Tout à fait. Après avoir fait mes débuts à la radio puis à la télévision côté JRI, je suis devenue présentatrice sur la chaîne nationale en 1999. À cette époque, c’était inédit qu’une femme prenne les commandes du JT dans une société où le patriarcat et une vision négative de la femme dominent. Au début, cette promotion a été difficile à assumer car mes collègues masculins acceptaient mal cette situation tout comme un certain nombre de téléspectateurs. Si techniquement, il n’y avait aucune difficulté, socialement et culturellement, cela restait sensiblement plus délicat. Reste que les mentalités ont évolué progressivement et désormais la profession est ouverte à de plus en plus de femmes, même s’il existe toujours un plafond de verre.

Vous l’avez dit, le secteur des médias est en plein essor au Burkina Faso. Cependant, dans quels domaines est-il urgent de se réformer ?

Sans conteste les équipements puisque pour le moment la vétusté est encore la règle et la modernité l’exception. Par ailleurs, au niveau organisationnel, spécifiquement au sein des rédactions, il y a matière à gagner en efficacité. Enfin dernier chantier à continuer, la liberté d’expression qui, en dépit de progrès incontestables, demeure une bataille de tous les jours. D’autant qu’en ne percevant aucune aide de l’État, les titres du secteur privé peuvent parfois ressentir la pression d’investisseurs économiques.

Aujourd’hui, la nouvelle génération est-elle attirée par les métiers de l’information ?

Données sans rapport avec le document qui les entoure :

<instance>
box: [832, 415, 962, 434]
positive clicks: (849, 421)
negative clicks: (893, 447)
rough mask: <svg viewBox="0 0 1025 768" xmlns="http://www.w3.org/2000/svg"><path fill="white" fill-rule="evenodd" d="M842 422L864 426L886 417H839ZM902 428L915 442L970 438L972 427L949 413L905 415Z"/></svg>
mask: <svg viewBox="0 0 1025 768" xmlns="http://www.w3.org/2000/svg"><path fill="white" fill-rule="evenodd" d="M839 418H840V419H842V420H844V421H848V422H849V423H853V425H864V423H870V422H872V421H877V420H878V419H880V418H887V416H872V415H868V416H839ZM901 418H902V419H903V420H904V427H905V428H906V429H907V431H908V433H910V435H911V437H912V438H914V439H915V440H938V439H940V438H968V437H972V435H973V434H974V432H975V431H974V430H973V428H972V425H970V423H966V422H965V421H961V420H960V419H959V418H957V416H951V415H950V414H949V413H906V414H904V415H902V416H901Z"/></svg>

Quand on voit la passion et l’intérêt que portent les dix élèves d’écoles de journalisme que j’accompagne ici, aux Assises, il ne fait aucun doute. En Afrique, de plus en plus de jeunes veulent se lancer dans l’aventure du journalisme. Cette profession est désormais très reconnue socialement et jouit d’un prestige certain, dû en partie au professionnalisme incontestable de ses membres. Et plus le métier va s’auto-réguler, plus les pratiques vont s’institutionnaliser et aller vers le toujours plus libre et indépendant : l’aura de la profession dans la sphère sociale bénéficiera de ces avancées.